The UN Foundation’s Negin Janati is in Geneva for the World Health Assembly and sends along these highlights from day two of the meeting of the World Health Organization.

— Wearing a lapel-pin stamped “END POLIO NOW,” Bill Gates renewed his commitment to fighting disease at World Health Assembly today. He thanked WHO and its Member States for their continued leadership, and called for increased political and financial support for vaccines.  You can watch his speech here.

— Prime Minister of Bangladesh Sheikh Hasina addressed the Assembly as well, noting marked progress for her country, including its maternal mortality rate plummeting 66 percent in ten years. PM Sheikh also touched on health and development targets she has set for Bangladesh to become a middle-income nation within the next ten years, proclaiming “Health is wealth.” [Bonus: Check out UN Dispatch’s on-the-ground coverage of the fight against AIDS, TB and Malaria in Bangladesh.]

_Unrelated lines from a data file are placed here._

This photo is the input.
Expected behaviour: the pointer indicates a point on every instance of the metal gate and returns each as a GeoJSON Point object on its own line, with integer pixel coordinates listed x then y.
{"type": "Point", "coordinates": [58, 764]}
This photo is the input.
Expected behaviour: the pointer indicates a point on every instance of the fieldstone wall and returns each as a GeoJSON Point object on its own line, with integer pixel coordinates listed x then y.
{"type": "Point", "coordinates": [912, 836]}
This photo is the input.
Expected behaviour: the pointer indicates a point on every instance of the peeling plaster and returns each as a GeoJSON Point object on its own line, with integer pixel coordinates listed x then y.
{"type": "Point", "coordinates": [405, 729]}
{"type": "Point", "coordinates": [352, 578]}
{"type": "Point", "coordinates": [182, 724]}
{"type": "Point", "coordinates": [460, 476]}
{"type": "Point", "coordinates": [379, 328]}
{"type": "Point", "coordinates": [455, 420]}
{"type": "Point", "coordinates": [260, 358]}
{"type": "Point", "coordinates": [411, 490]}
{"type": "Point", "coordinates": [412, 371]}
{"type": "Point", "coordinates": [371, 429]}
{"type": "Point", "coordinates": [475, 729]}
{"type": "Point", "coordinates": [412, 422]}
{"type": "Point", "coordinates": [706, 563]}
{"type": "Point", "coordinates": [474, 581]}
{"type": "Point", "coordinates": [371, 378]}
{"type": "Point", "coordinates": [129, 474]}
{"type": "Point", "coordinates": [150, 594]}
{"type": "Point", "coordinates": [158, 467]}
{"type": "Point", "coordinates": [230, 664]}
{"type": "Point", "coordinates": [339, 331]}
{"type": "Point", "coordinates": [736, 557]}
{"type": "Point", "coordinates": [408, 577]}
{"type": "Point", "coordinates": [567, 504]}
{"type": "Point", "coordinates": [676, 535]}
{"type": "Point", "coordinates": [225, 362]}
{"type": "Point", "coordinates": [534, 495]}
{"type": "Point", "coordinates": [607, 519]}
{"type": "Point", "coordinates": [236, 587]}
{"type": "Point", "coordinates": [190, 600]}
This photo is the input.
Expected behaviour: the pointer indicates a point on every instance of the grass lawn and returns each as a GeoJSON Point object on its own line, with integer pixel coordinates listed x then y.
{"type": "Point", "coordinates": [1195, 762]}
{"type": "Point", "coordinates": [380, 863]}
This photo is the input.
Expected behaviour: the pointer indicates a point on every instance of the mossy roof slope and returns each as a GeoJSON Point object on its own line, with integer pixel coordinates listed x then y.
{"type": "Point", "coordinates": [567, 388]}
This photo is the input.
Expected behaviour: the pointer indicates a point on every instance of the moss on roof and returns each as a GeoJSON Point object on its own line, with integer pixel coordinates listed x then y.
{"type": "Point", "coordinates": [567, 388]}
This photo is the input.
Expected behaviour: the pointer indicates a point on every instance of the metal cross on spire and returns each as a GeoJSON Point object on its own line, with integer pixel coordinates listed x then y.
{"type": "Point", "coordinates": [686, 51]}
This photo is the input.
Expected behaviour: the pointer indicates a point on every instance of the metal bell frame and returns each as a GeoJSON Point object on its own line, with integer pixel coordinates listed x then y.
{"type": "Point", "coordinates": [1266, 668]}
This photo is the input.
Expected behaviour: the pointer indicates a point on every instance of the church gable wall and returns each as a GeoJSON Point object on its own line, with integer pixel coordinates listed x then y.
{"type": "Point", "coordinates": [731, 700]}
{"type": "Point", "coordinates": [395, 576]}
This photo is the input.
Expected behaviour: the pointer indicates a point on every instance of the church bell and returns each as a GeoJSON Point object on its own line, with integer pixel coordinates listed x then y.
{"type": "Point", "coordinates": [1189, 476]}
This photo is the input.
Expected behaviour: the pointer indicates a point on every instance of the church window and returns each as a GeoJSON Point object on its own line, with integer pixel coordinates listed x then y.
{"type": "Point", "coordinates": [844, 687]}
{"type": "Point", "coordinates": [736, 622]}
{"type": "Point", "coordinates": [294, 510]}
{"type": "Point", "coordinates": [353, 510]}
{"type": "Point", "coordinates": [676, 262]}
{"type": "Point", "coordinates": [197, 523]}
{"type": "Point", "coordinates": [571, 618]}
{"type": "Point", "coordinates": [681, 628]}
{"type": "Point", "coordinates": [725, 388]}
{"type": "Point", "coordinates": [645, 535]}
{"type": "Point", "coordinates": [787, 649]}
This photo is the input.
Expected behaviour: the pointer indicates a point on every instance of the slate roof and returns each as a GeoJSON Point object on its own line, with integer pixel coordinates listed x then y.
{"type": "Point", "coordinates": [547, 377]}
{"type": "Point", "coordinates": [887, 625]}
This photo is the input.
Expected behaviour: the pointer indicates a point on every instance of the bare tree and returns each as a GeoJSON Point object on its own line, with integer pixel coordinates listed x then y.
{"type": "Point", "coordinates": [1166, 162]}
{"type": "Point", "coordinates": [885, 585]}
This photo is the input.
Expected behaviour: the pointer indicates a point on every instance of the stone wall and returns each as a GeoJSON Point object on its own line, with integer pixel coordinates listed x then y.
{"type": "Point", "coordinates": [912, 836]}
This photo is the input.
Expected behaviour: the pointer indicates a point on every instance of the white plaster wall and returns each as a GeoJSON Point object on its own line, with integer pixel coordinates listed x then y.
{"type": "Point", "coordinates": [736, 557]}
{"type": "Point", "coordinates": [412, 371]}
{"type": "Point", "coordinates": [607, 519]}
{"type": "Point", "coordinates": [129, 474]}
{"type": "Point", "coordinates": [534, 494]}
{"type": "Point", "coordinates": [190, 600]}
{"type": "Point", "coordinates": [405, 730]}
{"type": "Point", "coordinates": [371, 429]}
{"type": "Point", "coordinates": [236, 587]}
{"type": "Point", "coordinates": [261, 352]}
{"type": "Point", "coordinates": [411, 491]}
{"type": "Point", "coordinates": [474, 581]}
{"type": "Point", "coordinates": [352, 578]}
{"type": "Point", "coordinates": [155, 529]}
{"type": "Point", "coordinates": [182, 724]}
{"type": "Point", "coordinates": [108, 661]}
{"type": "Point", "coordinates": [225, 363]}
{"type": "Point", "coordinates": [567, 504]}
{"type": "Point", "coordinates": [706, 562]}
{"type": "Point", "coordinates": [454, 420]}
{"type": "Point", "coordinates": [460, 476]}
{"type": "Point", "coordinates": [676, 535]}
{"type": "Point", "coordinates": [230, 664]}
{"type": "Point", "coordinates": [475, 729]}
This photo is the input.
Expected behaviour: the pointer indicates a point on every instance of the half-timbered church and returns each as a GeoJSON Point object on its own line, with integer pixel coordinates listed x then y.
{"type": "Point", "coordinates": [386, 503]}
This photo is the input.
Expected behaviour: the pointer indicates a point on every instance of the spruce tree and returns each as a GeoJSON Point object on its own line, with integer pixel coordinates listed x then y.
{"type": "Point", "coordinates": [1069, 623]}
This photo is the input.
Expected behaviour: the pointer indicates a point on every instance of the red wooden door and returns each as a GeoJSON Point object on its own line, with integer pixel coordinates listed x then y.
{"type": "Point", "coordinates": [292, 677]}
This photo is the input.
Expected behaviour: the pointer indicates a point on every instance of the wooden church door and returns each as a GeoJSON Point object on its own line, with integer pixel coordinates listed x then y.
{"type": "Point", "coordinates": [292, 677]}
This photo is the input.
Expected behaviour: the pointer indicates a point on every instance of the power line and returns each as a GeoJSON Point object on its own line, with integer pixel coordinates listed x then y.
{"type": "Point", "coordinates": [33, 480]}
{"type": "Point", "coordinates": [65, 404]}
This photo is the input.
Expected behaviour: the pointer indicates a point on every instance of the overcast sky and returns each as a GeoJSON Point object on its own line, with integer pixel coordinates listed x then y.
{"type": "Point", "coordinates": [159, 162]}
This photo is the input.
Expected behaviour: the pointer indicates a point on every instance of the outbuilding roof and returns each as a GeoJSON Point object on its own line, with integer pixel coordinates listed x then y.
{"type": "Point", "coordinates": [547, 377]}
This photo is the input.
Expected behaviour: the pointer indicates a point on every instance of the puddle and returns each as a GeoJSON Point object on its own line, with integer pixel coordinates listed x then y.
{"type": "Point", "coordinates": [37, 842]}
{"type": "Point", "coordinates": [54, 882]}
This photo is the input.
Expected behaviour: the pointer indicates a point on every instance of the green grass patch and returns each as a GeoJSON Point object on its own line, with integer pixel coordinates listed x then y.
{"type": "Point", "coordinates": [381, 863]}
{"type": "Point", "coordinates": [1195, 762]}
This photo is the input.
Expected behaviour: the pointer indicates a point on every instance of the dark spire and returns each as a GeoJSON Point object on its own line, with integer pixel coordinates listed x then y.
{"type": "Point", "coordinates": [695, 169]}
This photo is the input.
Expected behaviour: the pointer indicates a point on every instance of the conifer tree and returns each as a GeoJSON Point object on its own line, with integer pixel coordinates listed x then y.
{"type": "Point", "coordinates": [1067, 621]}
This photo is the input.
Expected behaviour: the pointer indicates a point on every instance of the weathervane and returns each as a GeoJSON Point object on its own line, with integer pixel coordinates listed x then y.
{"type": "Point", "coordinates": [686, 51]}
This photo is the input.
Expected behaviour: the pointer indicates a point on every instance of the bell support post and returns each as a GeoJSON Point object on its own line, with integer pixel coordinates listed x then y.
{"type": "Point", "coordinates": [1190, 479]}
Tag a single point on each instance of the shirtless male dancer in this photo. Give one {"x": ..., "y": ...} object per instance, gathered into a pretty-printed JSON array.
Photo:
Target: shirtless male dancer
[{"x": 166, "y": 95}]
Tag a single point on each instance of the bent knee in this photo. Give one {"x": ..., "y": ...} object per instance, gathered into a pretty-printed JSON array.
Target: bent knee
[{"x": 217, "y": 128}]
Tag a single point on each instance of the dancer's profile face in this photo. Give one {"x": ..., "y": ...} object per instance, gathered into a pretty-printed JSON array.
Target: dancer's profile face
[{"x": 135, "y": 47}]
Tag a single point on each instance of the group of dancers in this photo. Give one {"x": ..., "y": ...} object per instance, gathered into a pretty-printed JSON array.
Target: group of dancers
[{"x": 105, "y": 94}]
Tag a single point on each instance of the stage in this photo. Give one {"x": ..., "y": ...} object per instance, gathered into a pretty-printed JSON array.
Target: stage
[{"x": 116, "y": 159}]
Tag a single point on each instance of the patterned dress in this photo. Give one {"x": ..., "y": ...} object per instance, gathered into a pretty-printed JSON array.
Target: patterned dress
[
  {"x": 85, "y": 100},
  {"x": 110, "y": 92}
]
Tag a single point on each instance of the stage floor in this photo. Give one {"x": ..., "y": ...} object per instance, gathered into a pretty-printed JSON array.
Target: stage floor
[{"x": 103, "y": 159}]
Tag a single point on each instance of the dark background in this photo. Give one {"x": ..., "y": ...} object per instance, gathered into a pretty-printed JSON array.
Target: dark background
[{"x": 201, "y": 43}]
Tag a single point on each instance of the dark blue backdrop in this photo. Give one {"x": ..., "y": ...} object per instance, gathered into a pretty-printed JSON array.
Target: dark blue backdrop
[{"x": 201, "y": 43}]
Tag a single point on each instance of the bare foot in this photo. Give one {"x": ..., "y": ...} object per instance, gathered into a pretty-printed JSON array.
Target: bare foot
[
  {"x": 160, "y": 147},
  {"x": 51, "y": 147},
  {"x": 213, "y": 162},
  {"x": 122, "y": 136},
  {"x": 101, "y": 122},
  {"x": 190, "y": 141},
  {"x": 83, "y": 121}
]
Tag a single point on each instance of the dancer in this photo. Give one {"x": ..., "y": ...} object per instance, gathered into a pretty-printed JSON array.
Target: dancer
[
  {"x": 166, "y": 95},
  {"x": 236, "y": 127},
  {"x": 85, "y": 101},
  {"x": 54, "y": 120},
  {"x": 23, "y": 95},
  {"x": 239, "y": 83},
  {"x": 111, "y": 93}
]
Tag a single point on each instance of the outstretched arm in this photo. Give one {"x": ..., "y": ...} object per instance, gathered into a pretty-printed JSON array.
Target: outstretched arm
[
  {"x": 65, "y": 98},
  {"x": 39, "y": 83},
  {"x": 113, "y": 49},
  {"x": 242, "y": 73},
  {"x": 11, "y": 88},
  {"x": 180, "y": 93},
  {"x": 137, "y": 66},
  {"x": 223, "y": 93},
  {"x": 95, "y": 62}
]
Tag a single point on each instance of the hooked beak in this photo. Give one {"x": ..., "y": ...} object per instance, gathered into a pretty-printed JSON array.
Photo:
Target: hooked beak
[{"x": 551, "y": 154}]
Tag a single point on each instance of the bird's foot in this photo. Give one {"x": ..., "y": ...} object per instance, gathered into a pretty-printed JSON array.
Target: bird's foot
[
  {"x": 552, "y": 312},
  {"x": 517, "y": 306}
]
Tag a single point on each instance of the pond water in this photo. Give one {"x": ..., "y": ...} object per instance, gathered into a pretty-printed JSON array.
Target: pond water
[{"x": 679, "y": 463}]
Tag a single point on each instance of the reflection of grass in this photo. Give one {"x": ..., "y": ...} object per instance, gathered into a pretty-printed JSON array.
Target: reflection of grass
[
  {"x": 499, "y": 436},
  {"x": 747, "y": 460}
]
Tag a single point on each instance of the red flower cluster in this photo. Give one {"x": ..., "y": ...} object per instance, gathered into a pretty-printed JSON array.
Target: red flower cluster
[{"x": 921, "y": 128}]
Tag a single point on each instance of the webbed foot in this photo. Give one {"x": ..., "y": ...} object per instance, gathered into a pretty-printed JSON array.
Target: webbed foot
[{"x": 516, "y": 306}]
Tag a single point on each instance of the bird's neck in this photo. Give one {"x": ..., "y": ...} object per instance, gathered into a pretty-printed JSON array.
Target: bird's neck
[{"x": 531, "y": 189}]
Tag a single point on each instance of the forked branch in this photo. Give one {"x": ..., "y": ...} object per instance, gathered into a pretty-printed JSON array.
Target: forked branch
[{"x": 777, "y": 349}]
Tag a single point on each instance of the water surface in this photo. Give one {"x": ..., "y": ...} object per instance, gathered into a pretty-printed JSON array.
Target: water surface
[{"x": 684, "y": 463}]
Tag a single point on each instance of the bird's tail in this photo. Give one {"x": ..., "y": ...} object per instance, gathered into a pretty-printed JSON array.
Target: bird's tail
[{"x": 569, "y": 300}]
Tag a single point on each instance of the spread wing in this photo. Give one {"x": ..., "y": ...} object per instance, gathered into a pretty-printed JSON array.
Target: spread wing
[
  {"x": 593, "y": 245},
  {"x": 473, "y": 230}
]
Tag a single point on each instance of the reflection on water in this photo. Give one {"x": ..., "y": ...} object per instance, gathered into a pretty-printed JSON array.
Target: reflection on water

–Japanese and WHO experts briefed Member States on radiation and public health issues, at both the national and international level, following the accident at the Fukushima Dai-ichi Nuclear Power Plant. Public health responses, radiation effects, international coordination and communication were some of the more prominent themes as delegates shared their experiences with managing radiation emergencies.

–The Director General opened debates on WHO reform, the largest in it’s 63 year history, by affirming change is imperative for “the outdated management structures and approaches that threaten to hold us back, and make WHO less influential than it deserves to be.” The DG went on to say that the reform is not a reaction to the financial crisis, but rather a broader opportunity for WHO to change and become more effective, efficient, responsive, objective, transparent and accountable.